April 24, 2020
Since the outbreak of COVID-19, my brother and I have engaged in a new, tacit and transatlantic family ritual: From his home in Toronto, he sends my parents, who live in suburban Ontario, daily updates on the number of Canadian COVID-19 deaths as a fear tactic. Then, from my home in Paris, 6,000 kilometres away, I conduct regular checks like a drill sergeant to make sure they’re not leaving the house.
It’s a routine we’ve invented and honed out of necessity. The fast-evolving news and rules of this global pandemic can leave even the average media-savvy and digitally literate person scrambling; I know this well, because I’ve had to toggle constantly between news sites in France and Canada to try to keep up with developments both locally and back home. But our parents are Luddites in their 60s and 70s who, as Korean immigrants, aren’t fluent English speakers, to boot.
My 72-year-old father still does all his banking with a teller, refusing to get a bank card. It’s only in the past few years that he’s learned the basics of how to use a mobile phone and Google. My parents don’t have a cable subscription; they get all their news from Korea, thanks to a set-up my brother installed on their TV and computer. And while my mother can navigate YouTube and some messaging apps, her online comfort level ends there.

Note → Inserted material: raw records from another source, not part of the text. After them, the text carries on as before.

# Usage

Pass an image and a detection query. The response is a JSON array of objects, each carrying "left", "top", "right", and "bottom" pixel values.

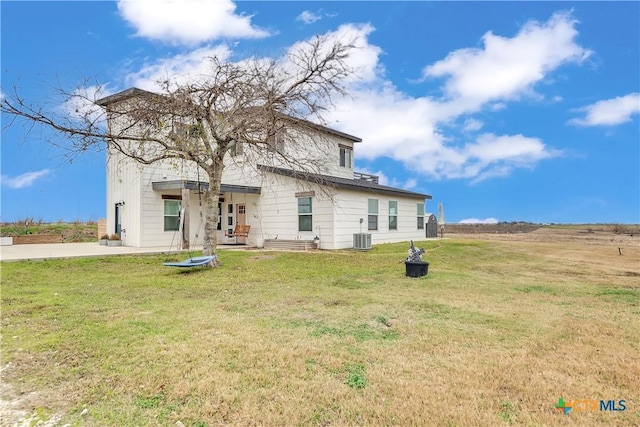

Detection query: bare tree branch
[{"left": 0, "top": 37, "right": 355, "bottom": 264}]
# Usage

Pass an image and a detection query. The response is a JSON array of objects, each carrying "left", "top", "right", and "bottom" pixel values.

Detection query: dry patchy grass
[{"left": 2, "top": 231, "right": 640, "bottom": 426}]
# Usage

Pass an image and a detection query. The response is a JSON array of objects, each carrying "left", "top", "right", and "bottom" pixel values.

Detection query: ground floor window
[
  {"left": 367, "top": 199, "right": 378, "bottom": 230},
  {"left": 389, "top": 200, "right": 398, "bottom": 230},
  {"left": 164, "top": 200, "right": 182, "bottom": 231},
  {"left": 298, "top": 197, "right": 313, "bottom": 231}
]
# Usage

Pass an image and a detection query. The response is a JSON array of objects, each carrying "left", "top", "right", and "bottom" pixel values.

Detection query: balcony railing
[{"left": 353, "top": 172, "right": 380, "bottom": 184}]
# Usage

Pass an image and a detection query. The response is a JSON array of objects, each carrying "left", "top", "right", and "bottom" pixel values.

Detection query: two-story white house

There has long been a digital divide that has kept seniors such as my parents in an information vacuum. A 2018 report from the Canadian Internet Registration Authority (CIRA) notes that seniors are the group in greatest need of digital access and literacy, followed by low-income citizens, youth and Indigenous peoples. And just as it has with income inequalities and class divides, the pandemic has exacerbated these problems. And now, the very people who are most vulnerable to COVID-19 are also being left behind because of their informational disadvantages – with language barriers among immigrant seniors putting them at a double disadvantage.